All of my surgery sites now have limited feeling, I can feel touch and pressure but it feels quite odd. Shaving my armpits for example I can't feel exactly where the blades are at and I need to be quite careful. t’s been 16 months since my original surgery and 8 months since my 2nd at the time of writing this post. This may change over time I'm not sure and I guess it's different for everyone.
MY SURGEON IS A WIZARD
He’s known in this field as being amazing when it comes to the quality of scars from his work. Everyone in the medical field comments how amazing my scars are which always makes me giggle. I’m grateful for his gentle hands and expertise in this area. Whilst scars don't personally bother me much, I understand for a lot of people this would be very important.
To get my scars to heal well, once I was allowed to I lathered them in SOS balm, whilst there is no way of knowing what they would have looked like without it, I genuinely feel like this product helped with my scarring hugely.
WHAT I GET ASKED A LOT
"Why didn't you just get a double mastectomy?"
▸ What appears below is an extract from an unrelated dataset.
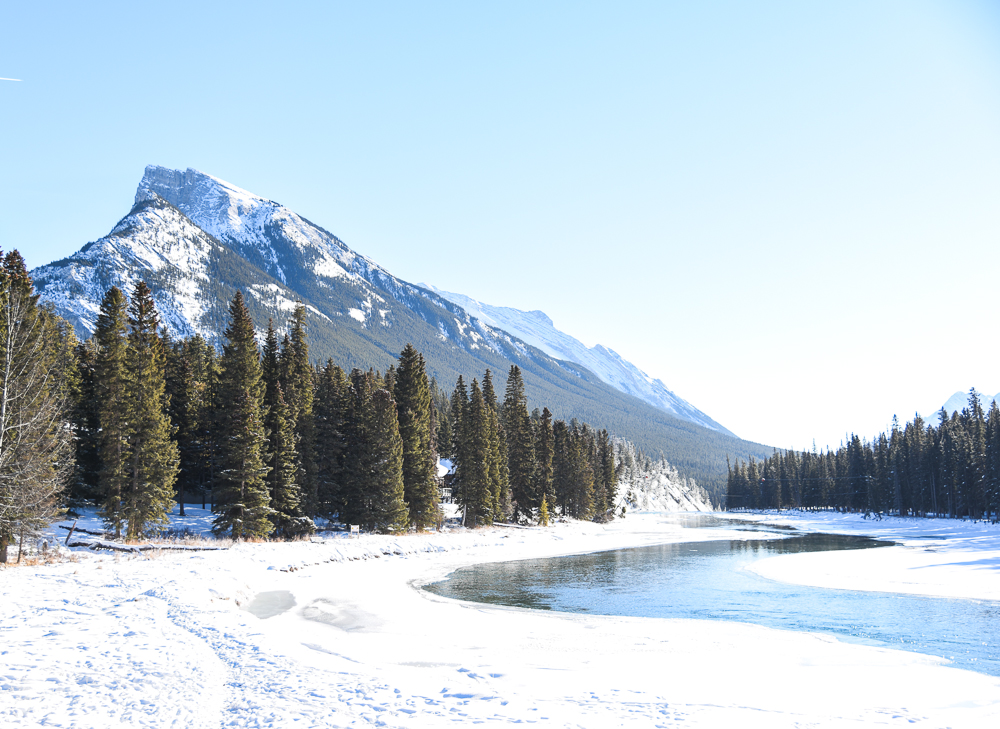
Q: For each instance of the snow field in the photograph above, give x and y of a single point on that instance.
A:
(162, 641)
I’m lucky I didn’t need my breasts removed and this wouldn’t have changed my odds much at all (much to my surprise!) Before having my initial meeting with my surgeon I was of the mentality, "just chop them off". But after having a lengthy discussion with him about this I realised honestly it wasn't necessary for me and there wasn't much evidence it was going to change my chances of reoccurrence anyway. It was a bit of overkill and could in fact come with it's own mental and physical complications. I decided to take his advice.
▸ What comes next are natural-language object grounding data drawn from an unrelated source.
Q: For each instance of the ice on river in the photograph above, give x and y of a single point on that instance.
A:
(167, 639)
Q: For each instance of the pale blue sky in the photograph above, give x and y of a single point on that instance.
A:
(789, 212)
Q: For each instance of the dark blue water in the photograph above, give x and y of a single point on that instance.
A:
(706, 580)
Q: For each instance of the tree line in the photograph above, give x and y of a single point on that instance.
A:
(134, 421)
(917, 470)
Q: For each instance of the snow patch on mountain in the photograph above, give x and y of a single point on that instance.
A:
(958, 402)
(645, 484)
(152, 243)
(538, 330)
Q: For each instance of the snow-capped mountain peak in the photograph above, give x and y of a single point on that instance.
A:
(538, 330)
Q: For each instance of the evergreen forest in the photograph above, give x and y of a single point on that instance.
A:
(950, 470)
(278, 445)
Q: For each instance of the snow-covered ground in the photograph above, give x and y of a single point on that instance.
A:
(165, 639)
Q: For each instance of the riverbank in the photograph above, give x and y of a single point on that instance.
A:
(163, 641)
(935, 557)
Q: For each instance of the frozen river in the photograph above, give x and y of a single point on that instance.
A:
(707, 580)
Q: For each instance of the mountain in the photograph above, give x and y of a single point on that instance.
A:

My reoccurrence would still have happened if I had a double mastectomy for my first surgery given the location. In fact you can still develop breast cancer on your chest wall if you have had both breasts removed. It never fully eliminates the possibility, but in some cases is what's recommended. Personally I always listened to my specialists but then went away and made up my own mind.
If anything happens again in my breasts I will 100% be removing them, but it seemed quite unnecessary in my situation so I was happy with my decision.